On Wed, Aug 31, 2016 at 1:42 PM, Emir Arnautovic <
emir.arnautovic@sematext.com> wrote:

> HI Chamil,
>
> One thing to consider is relevancy, especially in case tenants' domains
> are different (e.g. one is tech and other pharmacy). If you go with one
> collection and use same field (e.g. desc) for all tenants, you will get one
> field stats and could skew results ordering if you order by score (e.g.
> word 'cream' might be infrequent in tech tenant but could become frequent
> overall because of large pharmacy tenant).
>
> On the other side having large number of collection could also be
> problematic.
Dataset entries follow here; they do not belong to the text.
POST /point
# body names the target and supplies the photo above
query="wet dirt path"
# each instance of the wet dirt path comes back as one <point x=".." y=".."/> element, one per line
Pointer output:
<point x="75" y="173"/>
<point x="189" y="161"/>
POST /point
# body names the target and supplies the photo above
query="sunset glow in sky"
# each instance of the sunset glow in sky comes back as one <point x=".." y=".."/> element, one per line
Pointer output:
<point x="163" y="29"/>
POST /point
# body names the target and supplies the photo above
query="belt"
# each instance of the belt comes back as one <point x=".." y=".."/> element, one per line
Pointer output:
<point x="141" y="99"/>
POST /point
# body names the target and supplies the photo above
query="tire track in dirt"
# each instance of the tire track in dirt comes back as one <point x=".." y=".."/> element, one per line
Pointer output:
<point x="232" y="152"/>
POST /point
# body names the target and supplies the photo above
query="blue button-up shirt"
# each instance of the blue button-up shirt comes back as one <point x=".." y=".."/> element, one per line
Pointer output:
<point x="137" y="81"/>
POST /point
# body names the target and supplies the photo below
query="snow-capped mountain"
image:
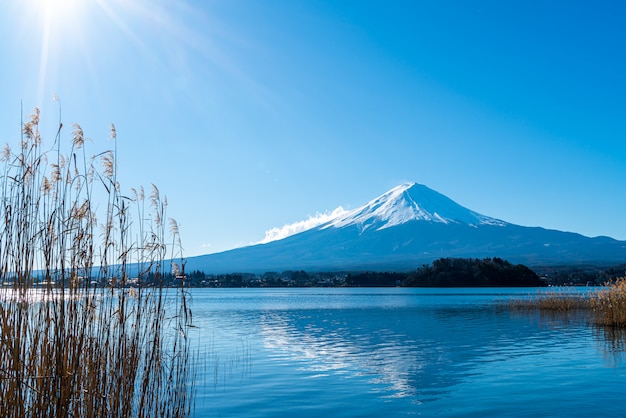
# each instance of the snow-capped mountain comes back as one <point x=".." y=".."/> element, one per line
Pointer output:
<point x="410" y="202"/>
<point x="404" y="228"/>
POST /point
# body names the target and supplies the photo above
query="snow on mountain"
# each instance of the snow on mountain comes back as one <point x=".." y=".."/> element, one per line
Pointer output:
<point x="404" y="228"/>
<point x="410" y="202"/>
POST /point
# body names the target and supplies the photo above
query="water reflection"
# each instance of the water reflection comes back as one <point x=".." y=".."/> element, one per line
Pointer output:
<point x="372" y="354"/>
<point x="418" y="353"/>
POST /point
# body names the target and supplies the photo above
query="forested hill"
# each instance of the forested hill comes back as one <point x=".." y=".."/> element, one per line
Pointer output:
<point x="455" y="272"/>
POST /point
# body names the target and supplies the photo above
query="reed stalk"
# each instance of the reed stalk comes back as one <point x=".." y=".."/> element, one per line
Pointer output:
<point x="88" y="327"/>
<point x="606" y="305"/>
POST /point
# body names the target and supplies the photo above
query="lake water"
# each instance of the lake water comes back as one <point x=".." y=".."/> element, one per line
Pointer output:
<point x="348" y="352"/>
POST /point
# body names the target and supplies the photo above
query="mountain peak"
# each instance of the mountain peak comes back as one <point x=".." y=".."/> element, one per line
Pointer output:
<point x="410" y="202"/>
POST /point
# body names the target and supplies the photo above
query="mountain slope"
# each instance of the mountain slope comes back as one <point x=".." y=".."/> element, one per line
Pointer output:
<point x="404" y="228"/>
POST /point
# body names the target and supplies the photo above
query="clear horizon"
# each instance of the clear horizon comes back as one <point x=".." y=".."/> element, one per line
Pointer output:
<point x="251" y="115"/>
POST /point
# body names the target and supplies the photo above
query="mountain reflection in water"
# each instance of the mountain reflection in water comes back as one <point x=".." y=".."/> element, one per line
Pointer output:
<point x="396" y="352"/>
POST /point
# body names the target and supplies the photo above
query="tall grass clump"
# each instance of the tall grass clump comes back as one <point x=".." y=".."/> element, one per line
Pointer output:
<point x="605" y="306"/>
<point x="87" y="326"/>
<point x="609" y="304"/>
<point x="553" y="301"/>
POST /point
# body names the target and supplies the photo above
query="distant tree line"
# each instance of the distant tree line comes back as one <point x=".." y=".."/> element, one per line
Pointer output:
<point x="454" y="272"/>
<point x="469" y="272"/>
<point x="445" y="272"/>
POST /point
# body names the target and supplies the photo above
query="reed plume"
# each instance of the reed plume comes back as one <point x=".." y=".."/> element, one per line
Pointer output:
<point x="88" y="326"/>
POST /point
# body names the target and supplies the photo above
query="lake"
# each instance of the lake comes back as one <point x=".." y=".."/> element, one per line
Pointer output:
<point x="394" y="352"/>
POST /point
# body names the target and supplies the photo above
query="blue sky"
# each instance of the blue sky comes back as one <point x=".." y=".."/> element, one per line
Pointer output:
<point x="250" y="115"/>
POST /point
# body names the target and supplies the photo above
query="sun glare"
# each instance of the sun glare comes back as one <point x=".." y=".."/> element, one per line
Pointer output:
<point x="59" y="11"/>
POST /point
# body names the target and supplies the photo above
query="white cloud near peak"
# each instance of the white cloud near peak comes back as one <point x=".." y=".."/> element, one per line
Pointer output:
<point x="275" y="234"/>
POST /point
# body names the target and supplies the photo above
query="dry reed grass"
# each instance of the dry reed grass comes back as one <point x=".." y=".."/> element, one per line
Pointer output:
<point x="607" y="305"/>
<point x="76" y="341"/>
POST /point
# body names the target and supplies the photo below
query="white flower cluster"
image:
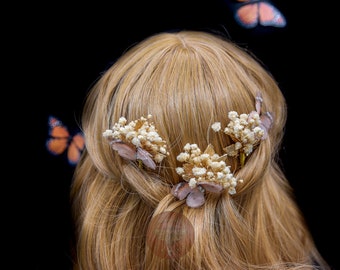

You can address that issue with splitting tenants to multiple
> clusters, or having collections for large tenants and grouping smaller
> tenants by domain.
>
> Make sure that you use routing by tenant id in case of multi tenant
> collection.
>
> HTH,
> Emir
>
>
>
> On 28.08.2016 07:02, Chamil Jeewantha wrote:
>
>> Thank you everyone for your great support.
>>
>> I will update you with our final approach.
>>
>> Best regards,
>> Chamil
>>
>> On Aug 28, 2016 01:34, "John Bickerstaff" <jo...@johnbickerstaff.com>
>> wrote:
>>
>> In my own work, the risk to the business if every single client cannot
>>> access search is so great, we would never consider putting everything in
>>> one.  You should certainly ask that question of the business stakeholders
>>> before you decide.
>>>
>>> For that reason, I might recommend that each of the multiple collections
>>> suggested above by Erick could also be on a separate SolrCloud (or single
>>> Solr instance) so that no single failure can ever take down every
>>> tenant's
>>> ability to search -- only those on that particular SolrCloud...
>>>
>>> On Sat, Aug 27, 2016 at 10:36 AM, Erick Erickson <
>>> erickerickson@gmail.com>
>>> wrote:
>>>
>>> There's no one right answer here. I've also seen a hybrid approach
>>>> where there are multiple collections each of which has some
>>>> number of tenants resident. Eventually, you need to think of some
>>>> kind of partitioning, my rough number of documents for a single core
>>>> is 50M (NOTE: I've seen between 10M and 300M docs fit in a core).
>>>>
>>>> All that said, you may also be interested in the "transient cores"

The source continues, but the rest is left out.